Lucius Annaeus Seneca, "On Anger," Seneca's Morals, tr. Sir Roger L'Estrange (New York: Harper & Brothers, 1917), pp. 233-234:
Let us bethink ourselves of our mortality, and not squander away the little time that we have upon animosities and feuds, as if it were never to be at an end. Had we not better enjoy the pleasure of our own life than be still contriving how to gall and torment another's, in all our brawlings and contentions never so much as dreaming of our weakness? Do we not know that these implacable enmities of ours lie at the mercy of a fever, or any petty accident, to disappoint? Our fate is at hand, and the very hour that we have set for another man's death may peradventure be prevented by our own. What is it that we make all this bustle for, and so needlessly disquiet our minds? We are offended with our servants, our masters, our princes, our clients: it is but a little patience, and we shall be all of us equal; so that there is no need either of ambushes of or combats. Our wrath cannot go beyond death; and death will most undoubtedly come whether we be peevish or quiet. It is time lost to take pains to do that which will infallibly be done without us.

Todt zum Herzog, illustration from the Basler Totentanz
(Frankfurt: Andreä & Hort, 1725)

14 June 2019

Reading Ruskin

Henry Ward Beecher, Norwood (New York: Charles Scribner & Co., 1868), pp. 222-223:
We were sitting on the door-step one evening, and Miss Rose was questioning her father about some statement of Ruskin's that seemed extravagant.

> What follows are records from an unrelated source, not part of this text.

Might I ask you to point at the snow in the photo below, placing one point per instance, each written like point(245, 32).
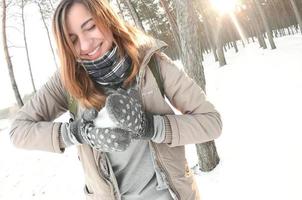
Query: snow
point(258, 95)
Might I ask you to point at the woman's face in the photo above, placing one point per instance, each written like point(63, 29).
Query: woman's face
point(89, 41)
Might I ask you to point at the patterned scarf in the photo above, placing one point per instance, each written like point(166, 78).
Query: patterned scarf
point(108, 70)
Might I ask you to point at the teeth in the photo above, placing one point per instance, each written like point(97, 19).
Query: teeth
point(92, 53)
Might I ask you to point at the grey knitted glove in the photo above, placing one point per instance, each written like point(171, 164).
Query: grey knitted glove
point(103, 139)
point(126, 110)
point(107, 139)
point(72, 132)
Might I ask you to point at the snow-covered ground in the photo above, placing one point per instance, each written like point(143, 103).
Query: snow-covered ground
point(259, 97)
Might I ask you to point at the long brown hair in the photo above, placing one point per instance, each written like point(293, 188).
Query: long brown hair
point(74, 77)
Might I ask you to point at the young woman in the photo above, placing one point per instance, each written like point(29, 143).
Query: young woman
point(104, 65)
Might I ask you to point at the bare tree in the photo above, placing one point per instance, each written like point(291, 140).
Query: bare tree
point(22, 6)
point(207, 154)
point(45, 13)
point(266, 24)
point(134, 15)
point(173, 24)
point(7, 56)
point(297, 14)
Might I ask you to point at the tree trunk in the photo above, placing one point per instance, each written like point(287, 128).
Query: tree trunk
point(48, 35)
point(173, 25)
point(208, 29)
point(26, 47)
point(207, 154)
point(7, 57)
point(134, 14)
point(297, 14)
point(266, 25)
point(220, 53)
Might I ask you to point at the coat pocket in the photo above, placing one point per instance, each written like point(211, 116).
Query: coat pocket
point(94, 196)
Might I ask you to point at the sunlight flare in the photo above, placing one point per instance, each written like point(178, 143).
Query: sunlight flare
point(224, 6)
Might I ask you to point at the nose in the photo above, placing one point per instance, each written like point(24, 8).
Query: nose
point(85, 44)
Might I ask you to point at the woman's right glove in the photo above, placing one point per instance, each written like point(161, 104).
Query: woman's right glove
point(83, 131)
point(125, 109)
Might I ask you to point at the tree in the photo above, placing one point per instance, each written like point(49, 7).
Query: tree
point(45, 12)
point(173, 24)
point(22, 6)
point(297, 14)
point(266, 24)
point(137, 20)
point(7, 56)
point(207, 154)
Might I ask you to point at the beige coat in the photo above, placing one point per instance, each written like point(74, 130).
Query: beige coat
point(33, 127)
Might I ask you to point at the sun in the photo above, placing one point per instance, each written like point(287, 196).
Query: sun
point(224, 6)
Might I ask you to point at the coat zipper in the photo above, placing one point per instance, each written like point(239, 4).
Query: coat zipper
point(108, 179)
point(159, 162)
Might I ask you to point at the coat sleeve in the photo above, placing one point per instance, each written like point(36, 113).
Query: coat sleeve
point(33, 126)
point(200, 122)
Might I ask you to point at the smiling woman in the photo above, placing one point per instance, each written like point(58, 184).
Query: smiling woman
point(224, 6)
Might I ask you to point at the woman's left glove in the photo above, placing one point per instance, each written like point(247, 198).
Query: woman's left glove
point(103, 139)
point(126, 110)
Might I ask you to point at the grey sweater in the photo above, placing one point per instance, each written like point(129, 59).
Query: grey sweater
point(135, 173)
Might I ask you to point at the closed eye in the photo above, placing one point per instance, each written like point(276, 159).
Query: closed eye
point(91, 28)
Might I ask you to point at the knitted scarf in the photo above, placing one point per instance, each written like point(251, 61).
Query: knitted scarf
point(108, 69)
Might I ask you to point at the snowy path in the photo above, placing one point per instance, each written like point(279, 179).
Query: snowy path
point(259, 96)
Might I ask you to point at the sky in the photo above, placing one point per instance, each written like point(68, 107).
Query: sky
point(258, 95)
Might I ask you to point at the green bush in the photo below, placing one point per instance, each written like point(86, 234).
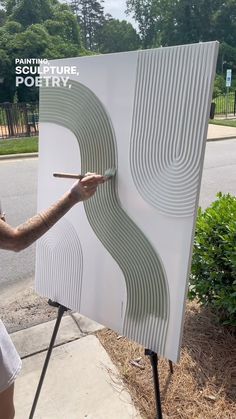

He replied:

"It is extravagant, my dear. Ruskin is full of wildness, and tangles himself up with himself like a vine twisting on itself. You read Ruskin just as you explore a region, finding many treasures and much that you avoid. He has his brier thickets, his contorted trees, his muddy morasses. But, taken as a whole, the landscape is rich and grand. Ruskin is like a forest, on whose edges and in whose depths are many noxious plants — but these bear no proportion to the magnitude of the woods, the grandeur of the trees, and the sublimity, in winter and summer, of the music which the wind draws from their boughs and tops."

Then, turning to me, he said:

"Have you studied Ruskin?"

I replied: "I have read portions — extracts — from his works."

After a pause, he said in a very gentle way, in an undertone, but earnestly:

"My young friend, Ruskin is not to be read in extracts — nor simply read either. You ought to take him as an infection. He should throw you into a fever. The whole system should be pervaded by it. He is like those diseases which renovate the system. Do not try to check it. Let it run its full period. Afterward you will recover well; you will throw off much. You will retain, perhaps, little. But, your whole constitution will be changed. You will observe differently, think differently, reason differently, all the rest of your life."